Opposition to Yulin’s annual dogmeat festival first stirred on social media platforms a few years ago. But this year the condemnation of the event has risen to a new level, with activists travelling to the city to protest against the slaughter.
Yulin’s dog vendors estimate that as many as 10,000 animals were eaten during the week-long festival on past occasions. But this year sales are down by as much as 90%. One trader told Xinhua that he had only sold three dogs this year, when last year it was 30. “We fear the festival may be shut down soon,” another said.
That looks possible. Three years ago a similar festival in Zhejiang was cancelled and the local government is trying to distance itself from Yulin’s event.
“In recent years, a few people in Yulin would get together on the summer solstice to eat dog meat and lychees, to the extent that it’s gradually become a culinary tradition,” it said in a statement.
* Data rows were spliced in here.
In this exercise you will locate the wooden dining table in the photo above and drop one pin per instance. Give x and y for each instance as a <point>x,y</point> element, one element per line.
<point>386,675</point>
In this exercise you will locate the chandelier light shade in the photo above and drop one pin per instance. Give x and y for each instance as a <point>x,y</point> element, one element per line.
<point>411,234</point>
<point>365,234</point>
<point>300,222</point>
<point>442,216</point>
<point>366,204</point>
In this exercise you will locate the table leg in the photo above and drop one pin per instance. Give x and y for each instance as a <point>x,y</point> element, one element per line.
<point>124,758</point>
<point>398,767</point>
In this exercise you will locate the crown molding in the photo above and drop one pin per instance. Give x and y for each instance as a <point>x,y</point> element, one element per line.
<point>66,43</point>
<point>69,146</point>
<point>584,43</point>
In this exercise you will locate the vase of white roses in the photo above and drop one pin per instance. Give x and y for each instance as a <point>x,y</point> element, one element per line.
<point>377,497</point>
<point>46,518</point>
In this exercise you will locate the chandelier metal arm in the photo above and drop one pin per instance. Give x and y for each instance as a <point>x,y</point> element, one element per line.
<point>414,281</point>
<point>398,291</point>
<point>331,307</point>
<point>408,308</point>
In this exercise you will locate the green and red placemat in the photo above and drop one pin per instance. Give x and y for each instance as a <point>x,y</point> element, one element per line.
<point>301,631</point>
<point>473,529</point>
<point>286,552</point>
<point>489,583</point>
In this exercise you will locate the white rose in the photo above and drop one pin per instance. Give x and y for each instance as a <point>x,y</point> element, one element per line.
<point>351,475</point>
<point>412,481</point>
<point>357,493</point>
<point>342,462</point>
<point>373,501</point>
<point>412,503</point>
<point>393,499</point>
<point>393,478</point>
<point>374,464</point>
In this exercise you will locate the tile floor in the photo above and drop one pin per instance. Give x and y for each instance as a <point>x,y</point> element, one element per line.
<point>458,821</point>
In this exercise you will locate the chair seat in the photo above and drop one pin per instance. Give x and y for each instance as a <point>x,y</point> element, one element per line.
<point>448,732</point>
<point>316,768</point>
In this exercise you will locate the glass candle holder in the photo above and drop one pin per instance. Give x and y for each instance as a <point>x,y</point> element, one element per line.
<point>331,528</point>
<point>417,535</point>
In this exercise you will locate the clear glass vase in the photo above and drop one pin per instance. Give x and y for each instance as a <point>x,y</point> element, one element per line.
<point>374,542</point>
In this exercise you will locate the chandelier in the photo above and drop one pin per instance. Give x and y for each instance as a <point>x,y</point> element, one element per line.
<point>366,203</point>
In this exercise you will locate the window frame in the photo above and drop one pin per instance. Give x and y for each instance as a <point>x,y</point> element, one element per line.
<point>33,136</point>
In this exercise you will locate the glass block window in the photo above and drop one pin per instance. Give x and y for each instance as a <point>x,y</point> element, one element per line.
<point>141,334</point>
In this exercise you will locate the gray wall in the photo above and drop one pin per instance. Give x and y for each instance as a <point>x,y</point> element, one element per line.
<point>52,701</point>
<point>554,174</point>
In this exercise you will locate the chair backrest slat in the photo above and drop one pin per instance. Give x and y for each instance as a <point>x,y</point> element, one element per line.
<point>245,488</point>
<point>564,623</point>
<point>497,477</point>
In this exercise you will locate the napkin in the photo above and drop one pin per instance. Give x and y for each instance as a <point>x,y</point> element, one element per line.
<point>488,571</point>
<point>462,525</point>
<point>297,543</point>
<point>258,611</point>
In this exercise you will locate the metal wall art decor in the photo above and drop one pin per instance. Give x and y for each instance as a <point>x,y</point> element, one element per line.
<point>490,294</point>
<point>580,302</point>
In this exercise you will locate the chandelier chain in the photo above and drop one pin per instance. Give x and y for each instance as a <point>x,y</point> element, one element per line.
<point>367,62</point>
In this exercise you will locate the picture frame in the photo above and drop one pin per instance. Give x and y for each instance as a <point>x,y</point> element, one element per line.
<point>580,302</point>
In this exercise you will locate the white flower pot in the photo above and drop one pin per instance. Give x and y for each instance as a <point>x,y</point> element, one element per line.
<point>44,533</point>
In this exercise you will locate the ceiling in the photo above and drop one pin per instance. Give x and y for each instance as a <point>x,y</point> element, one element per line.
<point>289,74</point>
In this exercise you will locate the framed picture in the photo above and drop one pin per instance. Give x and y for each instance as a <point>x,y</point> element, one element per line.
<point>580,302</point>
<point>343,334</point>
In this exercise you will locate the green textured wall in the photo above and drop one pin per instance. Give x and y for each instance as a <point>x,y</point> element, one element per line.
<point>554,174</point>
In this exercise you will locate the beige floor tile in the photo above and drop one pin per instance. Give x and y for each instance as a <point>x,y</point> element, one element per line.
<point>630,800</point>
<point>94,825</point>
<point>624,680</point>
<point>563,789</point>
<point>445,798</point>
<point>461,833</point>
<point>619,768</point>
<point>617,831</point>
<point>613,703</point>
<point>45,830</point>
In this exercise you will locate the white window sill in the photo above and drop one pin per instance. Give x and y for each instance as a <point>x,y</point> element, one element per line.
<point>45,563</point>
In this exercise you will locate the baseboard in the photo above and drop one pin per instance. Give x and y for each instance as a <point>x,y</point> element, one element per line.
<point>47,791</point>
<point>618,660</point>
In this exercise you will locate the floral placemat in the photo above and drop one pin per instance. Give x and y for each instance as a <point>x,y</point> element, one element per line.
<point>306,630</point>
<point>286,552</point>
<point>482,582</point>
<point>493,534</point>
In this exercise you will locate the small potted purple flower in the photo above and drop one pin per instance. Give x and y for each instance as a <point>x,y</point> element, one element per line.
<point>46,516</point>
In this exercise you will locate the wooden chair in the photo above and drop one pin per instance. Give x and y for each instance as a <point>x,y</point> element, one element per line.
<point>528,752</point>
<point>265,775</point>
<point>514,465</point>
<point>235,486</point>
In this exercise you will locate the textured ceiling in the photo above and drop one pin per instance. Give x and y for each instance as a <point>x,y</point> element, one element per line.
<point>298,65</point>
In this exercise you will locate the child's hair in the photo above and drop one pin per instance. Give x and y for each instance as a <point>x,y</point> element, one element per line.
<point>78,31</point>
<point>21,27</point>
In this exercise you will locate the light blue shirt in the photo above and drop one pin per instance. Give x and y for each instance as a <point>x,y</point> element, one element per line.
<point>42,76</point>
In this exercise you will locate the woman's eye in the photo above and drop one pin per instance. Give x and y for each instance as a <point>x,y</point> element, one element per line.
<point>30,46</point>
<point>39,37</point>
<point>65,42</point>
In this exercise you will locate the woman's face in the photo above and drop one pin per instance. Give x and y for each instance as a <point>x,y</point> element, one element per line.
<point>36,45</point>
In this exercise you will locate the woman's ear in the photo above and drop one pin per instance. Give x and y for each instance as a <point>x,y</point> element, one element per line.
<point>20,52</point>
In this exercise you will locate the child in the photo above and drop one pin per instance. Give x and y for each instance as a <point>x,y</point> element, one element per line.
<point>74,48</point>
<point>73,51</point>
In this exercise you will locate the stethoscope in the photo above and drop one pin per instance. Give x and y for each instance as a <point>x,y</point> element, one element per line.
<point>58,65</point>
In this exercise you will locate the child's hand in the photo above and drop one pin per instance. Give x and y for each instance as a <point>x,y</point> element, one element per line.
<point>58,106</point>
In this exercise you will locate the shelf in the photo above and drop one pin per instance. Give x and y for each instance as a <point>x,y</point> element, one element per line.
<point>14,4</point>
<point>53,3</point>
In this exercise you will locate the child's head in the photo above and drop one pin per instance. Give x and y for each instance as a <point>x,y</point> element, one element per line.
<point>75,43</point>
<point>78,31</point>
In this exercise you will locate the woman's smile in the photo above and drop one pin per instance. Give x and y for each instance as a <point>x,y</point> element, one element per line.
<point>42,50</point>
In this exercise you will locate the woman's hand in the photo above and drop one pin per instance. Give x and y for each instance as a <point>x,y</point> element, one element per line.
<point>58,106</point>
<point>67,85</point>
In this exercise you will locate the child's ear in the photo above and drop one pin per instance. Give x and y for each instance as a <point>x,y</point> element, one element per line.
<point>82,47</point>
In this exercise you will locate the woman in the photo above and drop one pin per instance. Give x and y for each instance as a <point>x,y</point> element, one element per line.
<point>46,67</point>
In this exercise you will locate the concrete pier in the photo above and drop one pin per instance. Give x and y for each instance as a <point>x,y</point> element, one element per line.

“This so-called ‘Summer Solstice Lychee and Dog Meat Festival’ is just something individual businesses and people have come up with, and in fact this holiday doesn’t exist.”
In May, the city government told civil servants and their families not to go to restaurants and street stalls selling dog meat, with officials complaining online that they no longer dared to eat dog in public, according to Legal Evening News. Xinhua has also reported that some residents did their banqueting a week early to avoid activists and journalists.
Scuffles between activists and vendors won’t have helped the event’s prospects; nor nasty scenes on video-sharing website Youku in which a stallholder threatens to slit a dog’s throat if activists don’t pay to save it.
But there were also complaints from festival goers who came to Yulin for canine cuisine, especially that activists were driving up the prices of their meals. (Eating dog during the summer solstice is supposed to ward off illness in winter.)
The People’s Daily seemed to be nudging its readers away from the practice by asking animal lovers to “educate” dogmeat fans about the virtues of animals as pets.
“It might be difficult to draw a universally accepted line as to what animals should be eaten,” the newspaper admitted. “But when there is already a vast variety of meat available, maybe it is time to stop serving dog.”